Hazır sinema ve suç demişken dünya çapında en çok izlenen zombi türü sinemayı Amerikalıların yaptığını da eklemek gerekir. Bu filmleri nereden esinlenerek yaptıklarını Kensigston sokaklarını gördükten sonra daha iyi anlarız. Yılda yaklaşık 100 bin kişinin uyuşturucundan öldüğü Amerika’da, uyuşturucu artık kabul edilmiş bir gerçektir. Kensigston sokaklarında uyuşturucudan zombi gibi dolaşan, uyuyan, donuk kalan gençler için yapılan hiçbir şey yok. Açıkçası uyuşturucu ticareti ve kullanımını bir bölgeye sıkıştırmak istenmiş. Bu sebeple bölgenin eyalet savcısı John Shapıro şunları söylemektedir; “Orada neler olup bittiğini bilip müdahale edememek fazlasıyla can sıkıcı, kocaman şehrin kocaman mahalleleri gözümüzün önünde eriyip gidiyor.”
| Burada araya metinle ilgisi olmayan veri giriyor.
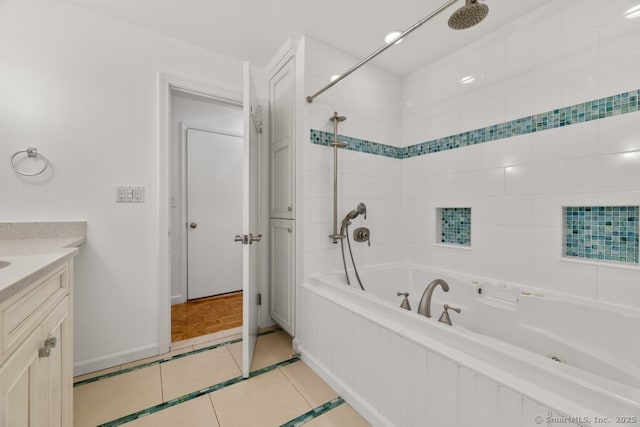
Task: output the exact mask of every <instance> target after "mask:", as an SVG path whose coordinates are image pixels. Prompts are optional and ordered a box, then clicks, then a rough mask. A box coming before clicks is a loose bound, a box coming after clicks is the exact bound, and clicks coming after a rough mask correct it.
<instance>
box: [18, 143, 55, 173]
mask: <svg viewBox="0 0 640 427" xmlns="http://www.w3.org/2000/svg"><path fill="white" fill-rule="evenodd" d="M22 153H27V157H31V158H34V159H37V158H40V159H41V160H42V161H43V162H44V165H43V166H42V169H40V170H39V171H37V172H33V173H27V172H23V171H21V170H20V169H18V168H17V167H16V165H15V159H16V157H17V156H18V155H19V154H22ZM48 167H49V161H48V160H47V158H46V157H45V156H43V155H42V154H40V153H38V149H37V148H35V147H28V148H27V149H26V150H20V151H17V152H15V153H14V154H13V156H11V169H13V171H14V172H15V173H17V174H20V175H23V176H36V175H41V174H43V173H44V171H46V170H47V168H48Z"/></svg>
Franz Kafka, Amerika adlı romanında hiç ayak basmadığı bu yeni dünyanın güzel bir portresi çizmiştir. Romanının ana karakteri Karl, New York’a geldiğinde Özgürlük Anıtı’nı görür. Fakat heykelin elinde özgürlük meşalesi yerine kılıç vardır. Sanki bu zıtlıklar ülkesinde demokrasi, özgürlük gibi kelimelerinin altında gerçekte neler olduğunu anlatmıştır. Zenginleri Gated Community’lere, fakirleri, zencileri hapishanelere, zombileri belirli mahallelere hapseden özgürlüğü Özgürlük Heykeli’nin eline kılıç vererek göstermiştir.